Unless you have an amazingly large freezer that you can stockpile with tons of prepared meals, the reality is that you’ll still have to cook meals most days of the week when you have a newborn. If you’re not into regular menu planning yet, a couple of weeks before your due date take the time to prepare a month of menu plans. The meals don’t have to be assigned to any permanent dates, but you can plan them for a four-week period so that you’ll have a weekly menu plan for you and others to follow and a grocery shopping list for each week that anyone can shop from. This will help you through the mealtime workload, whenever your beautiful baby decides to arrive.
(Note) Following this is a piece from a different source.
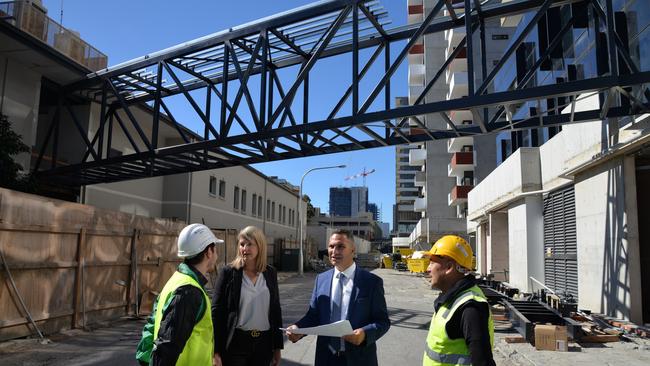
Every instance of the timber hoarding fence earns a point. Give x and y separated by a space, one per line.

Menu plans can really help with sharing the workload when baby needs your attention the most. My husband is a pretty good shopper if he has a list. When our last baby was born, we had six weeks of menu plans and associated shopping lists hanging on a clip on the fridge. He went to the market each weekend to buy the fresh fruit and vegetables using these lists and made a trip to the supermarket once a fortnight. It was fabulous not to have to think about the planning and shopping for meals for a few weeks knowing that we had everything we needed.

Stocking up on essentials

When you have more than one child, it’s hard to have a set routine for a new baby. They’re frequently lugged in and out of the car during the run-around that takes place due to their siblings’ requirements. Prior to my due date for the last two babies I stocked up on necessary items for the house that I knew would eventually be used or consumed. This helped cut out trips to the shops with a newborn, meaning baby’s routine was less interrupted and I wasn’t so busy. I had a checklist that ensured the following household areas were well stocked:

• pantry

• fridge

• freezer

• medicine cabinet

• toiletries

• kids’ socks

• cleaning products

• laundry products.

Preparing for celebrations

Two of our babies were born close to Christmas. I made sure I had all the Christmas shopping done a couple of weeks before my due date. I’m not a fan of shopping in crowds anytime, especially not when I have a newborn baby. I take a similar approach with birthday presents: I write up a list of upcoming birthdays for the three months following baby’s arrival and determine the presents I need to buy. I then purchase them (and the cards) so they’re ready in time for each birthday.

Preparing baby’s clothes

I boxed up baby clothes as each baby outgrew theirs: a boys’ box, a girls’ box and a ‘neutral’ box. We chose not to find out the sex of our babies, which meant organising baby clothes required a bit of preparation. Before each baby was born I would wash all the baby clothes, placing the neutral clothes in baby’s drawers (and some in the hospital bag). Then we’d wait to see what other clothes we’d need.